The trick here is that a 65% at idle when adjusting the idle CO makes the initial CO per screw lower. So this will affect the 65% at WOT directly. Just a thought, so just try and let me know.

Quote:

One thing I don't think I have is a fine grained chart showing, in three columns or the like, lambda, AFR, and CO. Lambda 0.85 is what - 13.2 AFR? 12.5? CO 1.5 I can see is rich, but the same AFR?
No handy application out there like the metric to imperial units conversions, which are so helpful.

Lambda = given AFR / stoich AFR
So no chart here needed, its that simple calculation

So 12.5 / 14.7 = Lambda 0.85

But here it depends on the ethanol content of the fuel where the stoich AFR is. Here we use Super Plus 98 Octan which comes with 5% Ethanol. 102 Octan Premium also sold here comes with 0% Ethanol.

Stoich AFR with 0% Ethanol ist 14.7:1, but with 5% Ethanol its 14.4:1

So with 5% Ethanol gas you will need an AFR of 12.24:1 to match the optimal Lambda 0.85 at WOT.

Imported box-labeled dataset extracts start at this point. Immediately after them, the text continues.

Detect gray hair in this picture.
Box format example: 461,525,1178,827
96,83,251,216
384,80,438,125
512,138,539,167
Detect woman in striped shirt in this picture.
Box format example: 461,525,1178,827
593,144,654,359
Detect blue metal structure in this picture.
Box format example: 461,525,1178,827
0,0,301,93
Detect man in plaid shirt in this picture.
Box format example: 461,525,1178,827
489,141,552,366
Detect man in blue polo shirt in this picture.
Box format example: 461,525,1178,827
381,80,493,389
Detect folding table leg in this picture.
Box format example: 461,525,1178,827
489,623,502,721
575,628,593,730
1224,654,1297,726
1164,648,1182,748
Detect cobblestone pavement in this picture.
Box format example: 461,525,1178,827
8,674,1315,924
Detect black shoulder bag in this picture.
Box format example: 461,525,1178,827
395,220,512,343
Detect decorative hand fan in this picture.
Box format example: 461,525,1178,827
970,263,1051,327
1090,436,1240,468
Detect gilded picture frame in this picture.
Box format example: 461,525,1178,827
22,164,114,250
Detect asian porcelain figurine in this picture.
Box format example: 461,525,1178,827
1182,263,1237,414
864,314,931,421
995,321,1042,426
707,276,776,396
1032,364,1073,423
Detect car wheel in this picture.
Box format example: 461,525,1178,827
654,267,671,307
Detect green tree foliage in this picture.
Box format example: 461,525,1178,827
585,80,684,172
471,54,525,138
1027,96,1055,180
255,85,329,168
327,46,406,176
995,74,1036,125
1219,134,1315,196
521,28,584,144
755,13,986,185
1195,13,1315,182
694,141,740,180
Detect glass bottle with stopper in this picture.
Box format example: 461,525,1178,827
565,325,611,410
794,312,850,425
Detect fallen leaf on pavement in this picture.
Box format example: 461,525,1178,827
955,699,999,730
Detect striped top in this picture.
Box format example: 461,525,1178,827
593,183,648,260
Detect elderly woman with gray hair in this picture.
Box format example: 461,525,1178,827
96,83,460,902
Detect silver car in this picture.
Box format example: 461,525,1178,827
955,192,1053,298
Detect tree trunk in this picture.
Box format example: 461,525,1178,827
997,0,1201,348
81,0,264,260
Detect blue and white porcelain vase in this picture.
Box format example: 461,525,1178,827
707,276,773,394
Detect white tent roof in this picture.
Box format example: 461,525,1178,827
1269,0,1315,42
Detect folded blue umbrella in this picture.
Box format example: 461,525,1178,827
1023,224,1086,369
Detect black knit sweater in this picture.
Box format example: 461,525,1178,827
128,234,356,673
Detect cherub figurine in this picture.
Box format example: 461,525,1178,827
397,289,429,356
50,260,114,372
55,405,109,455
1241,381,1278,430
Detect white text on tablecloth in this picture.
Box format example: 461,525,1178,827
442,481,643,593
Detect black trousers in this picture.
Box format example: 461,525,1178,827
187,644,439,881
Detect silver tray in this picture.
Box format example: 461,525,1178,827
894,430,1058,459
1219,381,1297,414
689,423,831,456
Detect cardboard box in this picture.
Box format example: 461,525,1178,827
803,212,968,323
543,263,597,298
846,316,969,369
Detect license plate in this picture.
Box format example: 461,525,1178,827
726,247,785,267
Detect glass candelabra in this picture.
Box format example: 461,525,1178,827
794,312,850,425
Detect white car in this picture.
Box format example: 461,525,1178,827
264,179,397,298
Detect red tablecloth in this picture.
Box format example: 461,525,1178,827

The charts available in the internet showing the relation of AFR or lambda compared with CO are nonsense. As Lambda 1 or AFR 14.7:1 never equals CO 0.0! For shure not before the catalysator, means direct from the exhaust port ... and also not behind a catalysator after its conversion of the emissions.

Lambda 1 of the 930.16 and 930.10 engine with factory exhaust system equals más on menos 1.2 - 1.8 % Co vol. (before cat at the catalysator's CO test port or without cat installed then measured at the tail pipe), wich means also matching an AFR of 14.7:1.

[joostfra]

Reading this:

Quote:

On special request its even possible to support the reading of the revcount which would give you the option of a rpm based fueling.

I am thinking how do you get the RPM-signal to the Arduino ?
Is is the black/purple line from the HKZ-unit to the RPM-meter in the dashboard ?

In my case when i am cruising 55mph and lift the pedal to idle, the lambda gives the signal "lean mixture".
So my regulator increases the duty cycle.
Now was my idea to check: RPM > 2000 && Idle == 1 set DutyCycle to 0%

[AndrewCologne]

Quote:

In my case when i am cruising 55mph and lift the pedal to idle, the lambda gives the signal "lean mixture". So my regulator increases the duty cycle.

At deacceleration its normal that the sensor reports a lean mixture, ... then the ECU increases the Duty Cycle till it matches Lambda 1 again. No further influence by the ECU is needed here as in regular you just deaccel. for a few seconds. Then the correct mixture will be provided by the FV/ECU again directly.

[Walt Fricke]

That (black/purple) is the tach wire. Nice 12 or so volt square wave generated by the Capacitative Discharge box's circuitry in the Lambda SCs.




Arduino can handle it nicely. I use one as part of a system to check gear ratios - compare engine turns to wheel turns, with the engine signal coming from this tach wire.

[joostfra]

That looks nice.
I dont have the equipment to make electrical signals visible.

The speed signal you get from the sensor on the gearbox.
With 2 wires connected to the speedometer ? ( is there 1 ground and 1 signal ? )

For the engine temp, you use the green/black wire from the oil temp sensor to the gauge ?
This is a resistor with a tempterature dependency. Dont you mess up the original when you attach the arduino through a voltage divider (2 resistors).

[AndrewCologne]

Quote:

For the engine temp, you use the green/black wire from the oil temp sensor to the gauge ?
This is a resistor with a tempterature dependency. Dont you mess up the original when you attach the arduino through a voltage divider (2 resistors).

You can use a temp "sensor" instead of the 15c temp "switch" or a simple pt100 temp sensor elsewhere.